Of course, this is an epistolary novel but that’s like saying that The Sot-Weed Factor is an eighteenth century romance. Seven people write the letters – Jacob Horner from The End of the Road, Todd Andrews from The Floating Opera, Ambrose Mensch from Lost in the Funhouse, Andrew Burlingame Cook VI, descendant of Henry Burlingame of The Sot-Weed Factor, Jerome Bonaparte Bray, descendant of Harold Bray of Giles Goat-Boy, Germaine Pitt, Lady Amherst, Acting Provost of Marshyhope State University in Maryland and the author himself. Of course, those that appeared in the earlier novels have aged.

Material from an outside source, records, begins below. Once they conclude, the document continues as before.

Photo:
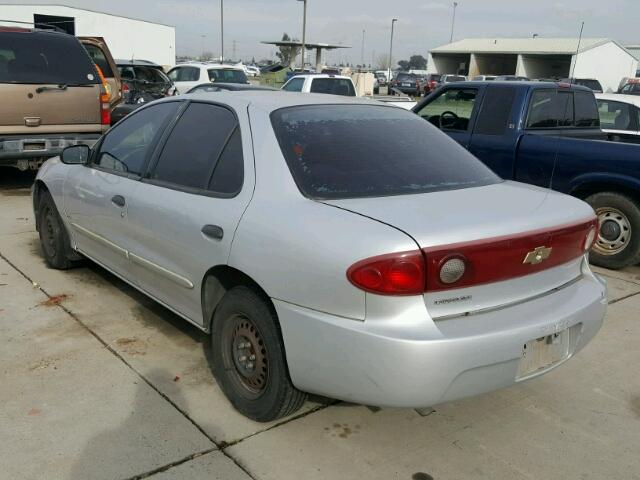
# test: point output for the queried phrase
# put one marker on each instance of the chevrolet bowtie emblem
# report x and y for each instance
(539, 255)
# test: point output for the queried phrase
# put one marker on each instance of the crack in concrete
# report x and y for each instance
(221, 446)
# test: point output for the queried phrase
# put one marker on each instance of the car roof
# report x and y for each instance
(618, 97)
(270, 101)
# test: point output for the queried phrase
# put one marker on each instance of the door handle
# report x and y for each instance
(213, 231)
(118, 200)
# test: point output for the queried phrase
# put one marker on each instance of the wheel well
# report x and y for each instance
(217, 281)
(584, 191)
(39, 187)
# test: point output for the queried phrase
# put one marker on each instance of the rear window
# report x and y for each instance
(586, 110)
(227, 75)
(550, 109)
(333, 86)
(44, 58)
(351, 151)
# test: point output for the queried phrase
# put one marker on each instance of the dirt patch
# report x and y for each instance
(55, 300)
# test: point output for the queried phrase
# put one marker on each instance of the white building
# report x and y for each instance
(599, 58)
(126, 37)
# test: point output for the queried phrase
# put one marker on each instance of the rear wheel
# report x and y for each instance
(249, 359)
(618, 243)
(53, 235)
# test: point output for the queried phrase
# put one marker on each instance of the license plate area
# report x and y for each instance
(543, 353)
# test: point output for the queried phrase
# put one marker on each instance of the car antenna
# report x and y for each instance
(566, 107)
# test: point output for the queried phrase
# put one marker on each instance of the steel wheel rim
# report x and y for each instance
(615, 231)
(246, 356)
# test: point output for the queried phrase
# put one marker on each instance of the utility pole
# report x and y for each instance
(221, 31)
(391, 47)
(453, 21)
(304, 31)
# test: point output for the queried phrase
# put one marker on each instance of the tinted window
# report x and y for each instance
(615, 115)
(190, 154)
(550, 108)
(345, 151)
(184, 74)
(127, 145)
(97, 55)
(452, 109)
(227, 75)
(44, 58)
(229, 172)
(586, 110)
(333, 86)
(496, 111)
(294, 85)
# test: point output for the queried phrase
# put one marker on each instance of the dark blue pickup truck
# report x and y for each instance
(548, 134)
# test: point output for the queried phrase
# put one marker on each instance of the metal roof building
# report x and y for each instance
(599, 58)
(126, 37)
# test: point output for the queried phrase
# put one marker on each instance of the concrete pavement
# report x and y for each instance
(101, 382)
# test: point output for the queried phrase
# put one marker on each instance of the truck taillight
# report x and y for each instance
(400, 273)
(105, 97)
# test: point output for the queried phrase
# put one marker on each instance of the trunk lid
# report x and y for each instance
(513, 217)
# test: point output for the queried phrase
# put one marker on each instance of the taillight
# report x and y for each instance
(105, 96)
(503, 258)
(394, 274)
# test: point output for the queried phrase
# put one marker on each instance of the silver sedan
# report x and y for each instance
(330, 245)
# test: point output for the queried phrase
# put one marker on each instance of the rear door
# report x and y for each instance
(101, 56)
(453, 110)
(97, 197)
(185, 212)
(48, 84)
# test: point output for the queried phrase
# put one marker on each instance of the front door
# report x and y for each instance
(97, 197)
(185, 213)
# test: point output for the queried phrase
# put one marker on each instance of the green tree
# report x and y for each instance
(286, 54)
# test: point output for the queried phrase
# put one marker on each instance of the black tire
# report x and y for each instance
(54, 239)
(618, 244)
(260, 388)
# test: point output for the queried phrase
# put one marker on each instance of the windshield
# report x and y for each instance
(44, 58)
(350, 151)
(227, 75)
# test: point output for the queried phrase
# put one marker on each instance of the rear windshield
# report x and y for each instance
(43, 58)
(351, 151)
(227, 75)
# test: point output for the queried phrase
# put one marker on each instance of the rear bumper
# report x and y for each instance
(415, 362)
(14, 148)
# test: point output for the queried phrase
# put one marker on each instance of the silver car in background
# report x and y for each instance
(330, 245)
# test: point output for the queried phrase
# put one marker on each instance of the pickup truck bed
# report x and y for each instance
(549, 135)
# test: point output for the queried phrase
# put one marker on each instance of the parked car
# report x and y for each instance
(407, 83)
(545, 134)
(333, 246)
(188, 75)
(510, 78)
(631, 87)
(52, 96)
(99, 52)
(321, 83)
(444, 79)
(590, 83)
(620, 116)
(225, 87)
(142, 82)
(484, 78)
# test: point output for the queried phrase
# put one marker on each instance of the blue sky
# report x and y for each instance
(421, 24)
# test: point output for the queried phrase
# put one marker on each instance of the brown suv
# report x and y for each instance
(52, 96)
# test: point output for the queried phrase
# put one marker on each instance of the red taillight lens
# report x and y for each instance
(503, 258)
(394, 274)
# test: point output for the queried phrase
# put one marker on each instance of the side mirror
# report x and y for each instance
(76, 155)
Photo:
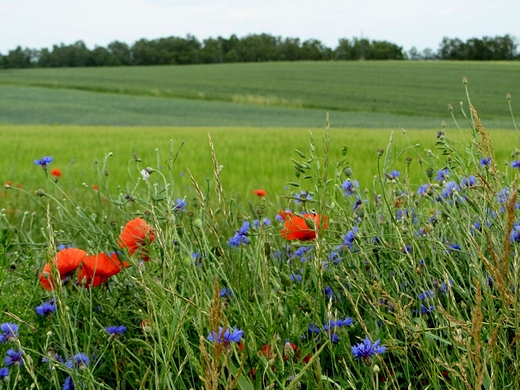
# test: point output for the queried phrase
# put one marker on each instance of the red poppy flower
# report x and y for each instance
(301, 228)
(96, 269)
(260, 192)
(66, 261)
(135, 235)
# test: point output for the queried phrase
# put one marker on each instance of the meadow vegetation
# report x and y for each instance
(260, 258)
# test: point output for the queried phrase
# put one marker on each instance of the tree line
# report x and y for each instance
(251, 48)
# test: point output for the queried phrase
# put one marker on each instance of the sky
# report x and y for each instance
(40, 24)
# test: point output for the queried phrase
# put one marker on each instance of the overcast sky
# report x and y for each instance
(420, 23)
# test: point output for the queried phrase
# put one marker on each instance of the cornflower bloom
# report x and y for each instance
(226, 336)
(366, 349)
(10, 331)
(179, 205)
(485, 161)
(13, 357)
(46, 308)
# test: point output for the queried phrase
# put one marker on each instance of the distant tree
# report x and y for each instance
(120, 52)
(19, 58)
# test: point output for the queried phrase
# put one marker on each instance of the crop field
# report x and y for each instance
(204, 227)
(358, 94)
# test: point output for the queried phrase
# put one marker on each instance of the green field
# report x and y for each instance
(358, 94)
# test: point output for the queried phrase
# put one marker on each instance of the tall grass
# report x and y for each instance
(422, 272)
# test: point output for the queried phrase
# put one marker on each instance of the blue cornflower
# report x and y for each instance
(485, 161)
(450, 188)
(68, 384)
(442, 174)
(423, 190)
(226, 336)
(13, 357)
(426, 295)
(425, 309)
(349, 187)
(393, 175)
(115, 330)
(469, 181)
(329, 293)
(302, 197)
(179, 205)
(515, 233)
(46, 308)
(265, 221)
(226, 293)
(10, 331)
(44, 161)
(295, 277)
(366, 349)
(240, 236)
(348, 239)
(80, 360)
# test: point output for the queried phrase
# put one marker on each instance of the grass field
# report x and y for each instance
(375, 94)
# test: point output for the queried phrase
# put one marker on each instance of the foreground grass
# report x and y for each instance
(385, 87)
(421, 259)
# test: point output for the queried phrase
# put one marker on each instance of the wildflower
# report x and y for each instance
(66, 261)
(260, 192)
(366, 349)
(349, 187)
(301, 228)
(241, 236)
(515, 233)
(450, 189)
(44, 162)
(13, 357)
(179, 205)
(426, 295)
(226, 293)
(226, 336)
(10, 332)
(394, 175)
(115, 330)
(68, 384)
(424, 190)
(303, 197)
(295, 277)
(46, 308)
(80, 361)
(96, 269)
(485, 161)
(135, 235)
(442, 174)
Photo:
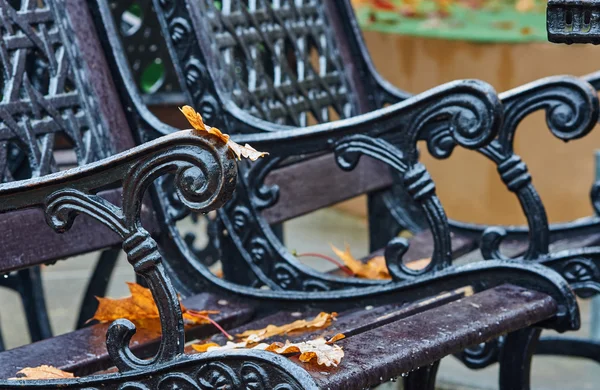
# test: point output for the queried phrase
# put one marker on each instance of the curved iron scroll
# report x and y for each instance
(468, 110)
(224, 370)
(205, 177)
(571, 107)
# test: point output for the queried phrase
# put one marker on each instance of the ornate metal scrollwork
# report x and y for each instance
(571, 107)
(467, 113)
(233, 370)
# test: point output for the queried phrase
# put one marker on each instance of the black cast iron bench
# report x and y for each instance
(566, 100)
(307, 64)
(508, 296)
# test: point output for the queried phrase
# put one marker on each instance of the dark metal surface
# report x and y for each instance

But, unlike the epistolary novels of old, these characters, in good pomo fashion, are generally aware they are characters in a novel and not real people. Moreover, while these characters do write to one another, they also write to others – deceased parents, an unborn child, an unknown person who sent a blank message in a bottle. But what we get, emerging in fits and starts, with witty asides, ramblings on what is reality (and what is not), discussions of Barth’s earlier novels, including by the characters in them, is another complicated plot, involving the War of 1812, machinations at Marshyhope State University, the filming of a Barth novel, the usual sex and drugs and rock ‘n’ roll and all sorts of subterfuges, codes and intrigues. The poor characters – and they are both to be pitied and characters, not real people – struggle to find out what it is all about but, as in all Barth’s novels, there are no answers, only questions. Is there a code, a meaning, as Barth implies? Does the Burlingame family have the whole country sewn up in its intrigue? Is Mensch the archetypical hero, as he thinks? Will computers, history, bureaucracy save the world as the others believe. Hell, no. Or hell, yes. If you are looking for answers, neither you or the characters will find them here but if you want a riotous run through literature and history, then this is your novel.